Processing Batch Data

Batch Processing Concepts

Definition and Characteristics

Batch processing involves periodically completing high-volume, repetitive data jobs, typically used for daily and weekly reporting. Compute-intensive tasks are processed in batches, often during off-peak times.

Banking Example

A banking system receives financial transactions throughout the day but collects and processes all transactions at the end of each day to provide reports to stakeholders and third-party systems.

Benefits

Efficiency: Makes repetitive tasks more efficient to run
Cost-Effectiveness: Uses processing power more cost-effectively
Resource Optimization: Processes compute-intensive tasks during off-peak times when resources are more available

When to Consider Batch Processing

Primary Use Cases

Reporting Purposes: Generate scheduled reports and analytics
Large Datasets: Handle datasets too large for real-time processing
Aggregation Focus: When use case focuses on aggregating or transforming data rather than real-time analysis

Medical Research Example

Analysis of large amounts of data is common in research with no need for real-time analysis.
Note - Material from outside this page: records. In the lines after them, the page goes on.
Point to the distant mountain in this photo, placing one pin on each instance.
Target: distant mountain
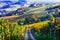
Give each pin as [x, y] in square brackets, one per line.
[5, 4]
[21, 2]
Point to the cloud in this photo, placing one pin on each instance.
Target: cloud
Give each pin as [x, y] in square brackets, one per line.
[32, 1]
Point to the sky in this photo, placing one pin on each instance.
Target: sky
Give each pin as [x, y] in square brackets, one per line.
[34, 0]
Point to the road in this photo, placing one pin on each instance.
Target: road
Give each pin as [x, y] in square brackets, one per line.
[29, 35]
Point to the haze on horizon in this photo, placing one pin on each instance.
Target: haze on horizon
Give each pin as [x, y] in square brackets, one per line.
[32, 1]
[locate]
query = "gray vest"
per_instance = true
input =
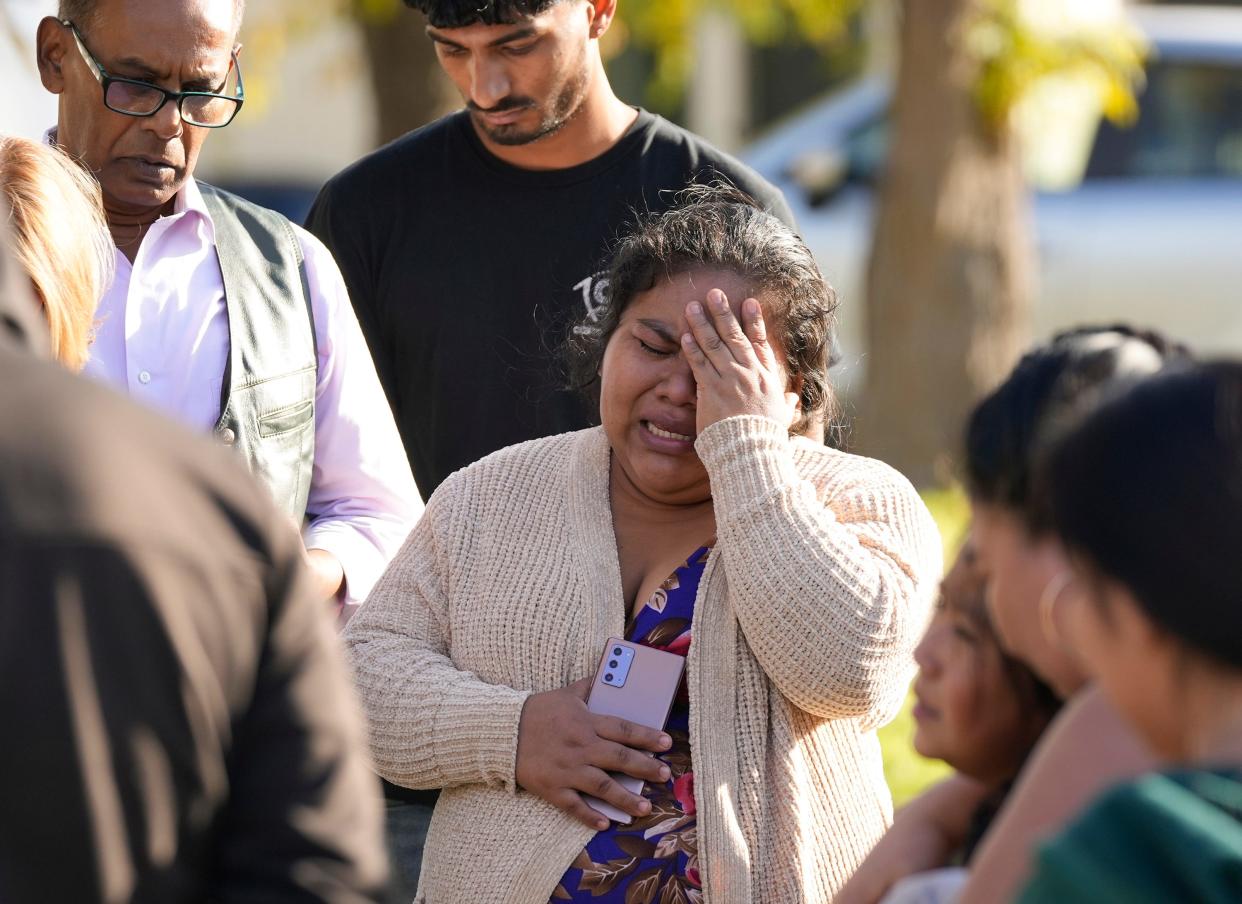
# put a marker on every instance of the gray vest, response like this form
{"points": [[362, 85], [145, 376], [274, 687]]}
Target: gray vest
{"points": [[267, 399]]}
Applications include:

Computational chemistry
Clinical modeling
Molecular dynamics
Genomic sequencing testing and analysis

AWS Glue Overview

Core Function

AWS Glue is a data integration service that automates and performs ETL tasks as part of ingesting data into batch or streaming pipelines.

Multi-Purpose Capabilities

Data Integration: Read and write data from multiple systems and databases
Service Integration: Works with Amazon S3, DynamoDB, Amazon Redshift, Amazon RDS, Amazon DocumentDB
Pipeline Support: Simplifies both batch and streaming ingestion

AWS Glue Components

AWS Glue Data Catalog

Function: Data discovery and organization
Storage: Stores metadata about datasets including schema information
Scope: Table definitions and physical locations, business-relevant attributes, change tracking
Note: Does not store actual datasets, only metadata

ETL Jobs

Function: Data transformation jobs
Interface: AWS Glue Studio provides visual interface for authoring, running, and monitoring
No-Code Option: Create and edit jobs without coding
Streaming Support: AWS Glue Streaming ETL speeds up stream data availability

AWS Glue DataBrew

Function: No-code service to prepare and clean data
Interface: Visual, interactive, point-and-click interface
Transformations: 250+ prebuilt transformations for data preparation
Capabilities: Filter anomalies, convert to standard formats, correct invalid values

AWS Glue Data Quality

Function: Data quality assessment
Features: Compute statistics, recommend quality rules, monitor data, send alerts
Benefit: Identify missing, stale, or bad data before business impact

AWS Glue Workflow

Data Integration Process

Crawlers: Run on data stores, derive schema, populate Data Catalog
Schema Creation: Structured/semistructured data gets schema for efficient access
Data Quality: Automatically compute statistics and provide quality alerts
Script Generation: Use visual AWS Glue Studio interface to author jobs
Notebook Support: Interactive ETL job authoring with Jupyter-based notebooks
DataBrew: Visual data preparation without coding

Gaming Use Case Example

Gaming company produces gigabytes of daily user play data:

Data Collection: Game server pushes data to S3 bucket every 6 hours
Schema Discovery: AWS Glue crawlers run on player logs, provide data catalog
ETL Processing: AWS Glue job aggregates log data per player into 1-minute intervals every 6 hours
Data Access: Transformed data available in aggregated S3 bucket for multiple analytics applications

Data Transformation Capabilities

Format Conversion

Common transformation: Convert .csv to Apache Parquet format

CSV Limitations: Most common tabular format but inefficient for large amounts of data (>15 GB)
Parquet Benefits:
- Stores data in columnar fashion
- Optimized for storage
- Suitable for parallel processing
- Speeds up analytics workloads and saves storage costs over time

Advanced Transformations

PII Detection and Removal: AWS Glue and DataBrew support detecting and removing personally identifiable information

Process: Scan data → Detect PII entities (passport numbers, SSN) → Remediate data
Options: Mask data or store detection results for further inspection

Best Practice Guidelines

Use AWS Glue When

Analytics use case doesn’t require real-time aggregation or transformation
Need schema identification and data cataloging capabilities
Require data preparation and cleaning functionality
Want ETL job authoring with visual interface
Need data quality assessment and monitoring

Batch processing makes high-volume, repetitive tasks more efficient. AWS Glue provides comprehensive functionality including schema identification, data cataloging, preparation, cleaning, ETL authoring, and quality assessment for batch data processing workflows.